Location: Food and Feed Safety ResearchTitle: Monoclonal antibodies with group specificity toward sulfonamides: Selection of hapten and antibody selectivity) Author
Submitted to: Analytical and Bioanalytical Chemistry
Publication Type: Peer Reviewed Journal
Publication Acceptance Date: 1/24/2013
Publication Date: 2/16/2013
Publication URL: http://handle.nal.usda.gov/10113/57233
Citation: Wang, Z., Beier, R.C., Sheng, Y., Zhang, S., Jiang, W., Wang, Z., Wang, J., Shen, J. 2013. Monoclonal antibodies with group specificity toward sulfonamides: Selection of hapten and antibody selectivity. Analytical and Bioanalytical Chemistry. 405:4027-4037. Interpretive Summary: Antibodies (MAbs) are substances that are produced by the immune system in response to foreign substances that enter the body. When antibodies are isolated, they can be used as a diagnostic tool to detect foreign substances using a test called an ELISA (enzyme-linked immunosorbent assay). In this study, we developed new MAbs that are more efficient at detecting certain sulfanomide antibiotics than those currently being used. These new MAbs will improve our ability to detect certain sulfanomide antibiotics in animal tissue.

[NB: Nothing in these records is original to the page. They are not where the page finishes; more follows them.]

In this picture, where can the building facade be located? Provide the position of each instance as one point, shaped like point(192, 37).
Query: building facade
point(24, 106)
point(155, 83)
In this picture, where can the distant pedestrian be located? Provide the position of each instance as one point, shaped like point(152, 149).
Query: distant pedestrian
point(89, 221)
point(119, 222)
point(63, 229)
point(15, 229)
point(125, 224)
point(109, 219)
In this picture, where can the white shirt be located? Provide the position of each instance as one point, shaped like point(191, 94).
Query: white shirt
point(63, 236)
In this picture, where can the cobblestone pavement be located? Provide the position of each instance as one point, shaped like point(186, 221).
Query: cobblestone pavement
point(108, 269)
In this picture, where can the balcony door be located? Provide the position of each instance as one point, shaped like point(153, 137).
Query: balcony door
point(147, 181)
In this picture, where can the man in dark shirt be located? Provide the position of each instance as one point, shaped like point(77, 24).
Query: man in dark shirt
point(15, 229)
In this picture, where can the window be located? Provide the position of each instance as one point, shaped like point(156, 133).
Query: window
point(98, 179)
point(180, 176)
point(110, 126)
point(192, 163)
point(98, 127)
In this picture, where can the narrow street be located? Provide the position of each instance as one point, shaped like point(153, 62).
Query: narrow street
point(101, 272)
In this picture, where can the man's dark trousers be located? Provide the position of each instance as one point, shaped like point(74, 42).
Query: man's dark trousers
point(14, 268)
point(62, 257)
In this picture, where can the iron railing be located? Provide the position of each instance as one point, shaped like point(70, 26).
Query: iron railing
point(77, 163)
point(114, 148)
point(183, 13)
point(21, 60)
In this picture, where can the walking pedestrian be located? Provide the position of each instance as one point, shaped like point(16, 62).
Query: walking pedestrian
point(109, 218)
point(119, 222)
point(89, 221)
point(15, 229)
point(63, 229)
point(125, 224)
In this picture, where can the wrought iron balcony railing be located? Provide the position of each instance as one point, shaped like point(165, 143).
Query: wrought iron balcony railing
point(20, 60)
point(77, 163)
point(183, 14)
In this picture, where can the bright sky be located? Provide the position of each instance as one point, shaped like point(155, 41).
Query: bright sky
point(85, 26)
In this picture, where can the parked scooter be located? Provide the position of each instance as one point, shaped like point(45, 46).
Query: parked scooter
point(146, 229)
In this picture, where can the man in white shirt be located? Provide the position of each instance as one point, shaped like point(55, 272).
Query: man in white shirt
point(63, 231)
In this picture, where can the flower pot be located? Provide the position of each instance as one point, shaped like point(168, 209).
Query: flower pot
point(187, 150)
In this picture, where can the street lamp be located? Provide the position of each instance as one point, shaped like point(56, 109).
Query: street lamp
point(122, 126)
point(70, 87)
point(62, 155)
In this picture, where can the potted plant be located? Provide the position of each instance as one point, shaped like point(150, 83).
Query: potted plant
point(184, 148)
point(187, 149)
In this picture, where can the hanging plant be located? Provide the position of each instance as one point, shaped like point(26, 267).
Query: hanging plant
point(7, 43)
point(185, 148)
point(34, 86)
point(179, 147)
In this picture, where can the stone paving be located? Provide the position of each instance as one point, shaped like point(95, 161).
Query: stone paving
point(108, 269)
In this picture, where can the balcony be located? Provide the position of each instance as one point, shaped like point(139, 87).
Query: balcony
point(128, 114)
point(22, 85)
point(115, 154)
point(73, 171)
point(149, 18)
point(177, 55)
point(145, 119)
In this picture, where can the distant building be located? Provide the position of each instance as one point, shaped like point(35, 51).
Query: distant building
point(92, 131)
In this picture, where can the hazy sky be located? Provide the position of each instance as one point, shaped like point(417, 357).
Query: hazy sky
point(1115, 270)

Technical Abstract: Although many antibodies to sulfonamides have been generated, immunoassays based on the current available antibodies for large multi-sulfonamide screening programs have properties dependent on the immunizing hapten structure and have always suffered from high selectivity for individual sulfonamides. In this study, two types of haptens (a total of seven) which may or may not contain a ring structure at the N1 position of the sulfonamides were selected to evaluate the effectiveness for producing group-specific monoclonal antibodies (MAbs) against sulfonamides. Mice immunized with three different two-ring haptens were used for hybridoma production, which resulted in three unique MAbs with excellent generic selectivity for sulfonamides, recognizing 10, 13, and 15 sulfonamides showing 50% inhibition (IC50) at concentrations below 100 ng/mL. Among them, the MAb 4D11 derived from one novel immunizing hapten could recognize 12 sulfonamides with IC50 values ranging from 1.2 to 12.4 ng/mL, almost within 1 order of magnitude. These produced MAbs, compared to previously generated MAbs, show better sensitivity based on much lower IC50 values in addition to significantly improved group selectivity with a narrow detectability interval. This study clearly indicates that the careful selection of the immunizing hapten has an important effect on the selectivity of the generated antibodies.